5/10
Original Montage
27 April 2010
Warning: Spoilers
The film Oktyabr tells the story of the overthrow of the provisional government by the Bolsheviks in 1917. Being a history enthusiast I was excited to see this film in film class, but by the end of the movie I was extremely disappointed. The movie was far from being historically accurate and showed more like a recruitment film for the Bolshevik cause. Every group other than the Bolsheviks in the film are depicted as cowardly, stupid, ugly, incompetent ,evil or a mixture of all five . I would go as far to say that the provisional government and the bourgeoisie was depicted as comically evil, grinning fiendishly while killing the herculean exemplar Bolshevik man with umbrellas or gunning down idyllic peaceful protesters. In contrast every Bolshevik man, woman and child is shown as the summit of human purity and self sacrifice working only to better the Bolshevik cause. The film is on its most basic level propaganda, produced during the height of Stalin's Russia.

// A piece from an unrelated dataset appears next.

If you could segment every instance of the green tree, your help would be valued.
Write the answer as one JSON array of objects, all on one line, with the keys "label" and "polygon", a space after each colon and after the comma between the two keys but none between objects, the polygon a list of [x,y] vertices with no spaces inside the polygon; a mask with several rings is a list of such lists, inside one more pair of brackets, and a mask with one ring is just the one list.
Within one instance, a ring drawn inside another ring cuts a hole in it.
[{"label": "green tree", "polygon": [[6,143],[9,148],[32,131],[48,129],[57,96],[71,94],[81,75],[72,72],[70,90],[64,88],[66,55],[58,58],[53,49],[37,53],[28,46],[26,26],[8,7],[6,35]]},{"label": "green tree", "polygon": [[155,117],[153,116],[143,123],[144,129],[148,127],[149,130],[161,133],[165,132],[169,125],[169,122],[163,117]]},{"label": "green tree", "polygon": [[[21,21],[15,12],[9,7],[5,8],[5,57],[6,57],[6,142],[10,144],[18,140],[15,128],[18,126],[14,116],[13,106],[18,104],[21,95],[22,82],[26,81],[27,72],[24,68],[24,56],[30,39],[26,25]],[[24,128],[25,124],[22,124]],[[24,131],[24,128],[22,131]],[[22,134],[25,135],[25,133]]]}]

While the accuracy of the historical account is questionable at best and outright revisionist at worst the film can be praised for its advanced film editing techniques. The director of the film Eisenstein was a genius film editor and the movie is riddled with complex film tricks. Eisenstein famously used montages throughout the film in order to get across highly sophisticated symbols. In fact the film was criticized at the time of its release for using too much symbolism which was seen as too difficult for the average Russian peasant to understand.

To sum up my opinion of the movie if you enjoy historically accurate movies look somewhere else but if you are interested in the origin of complex film editing you have come to the right place.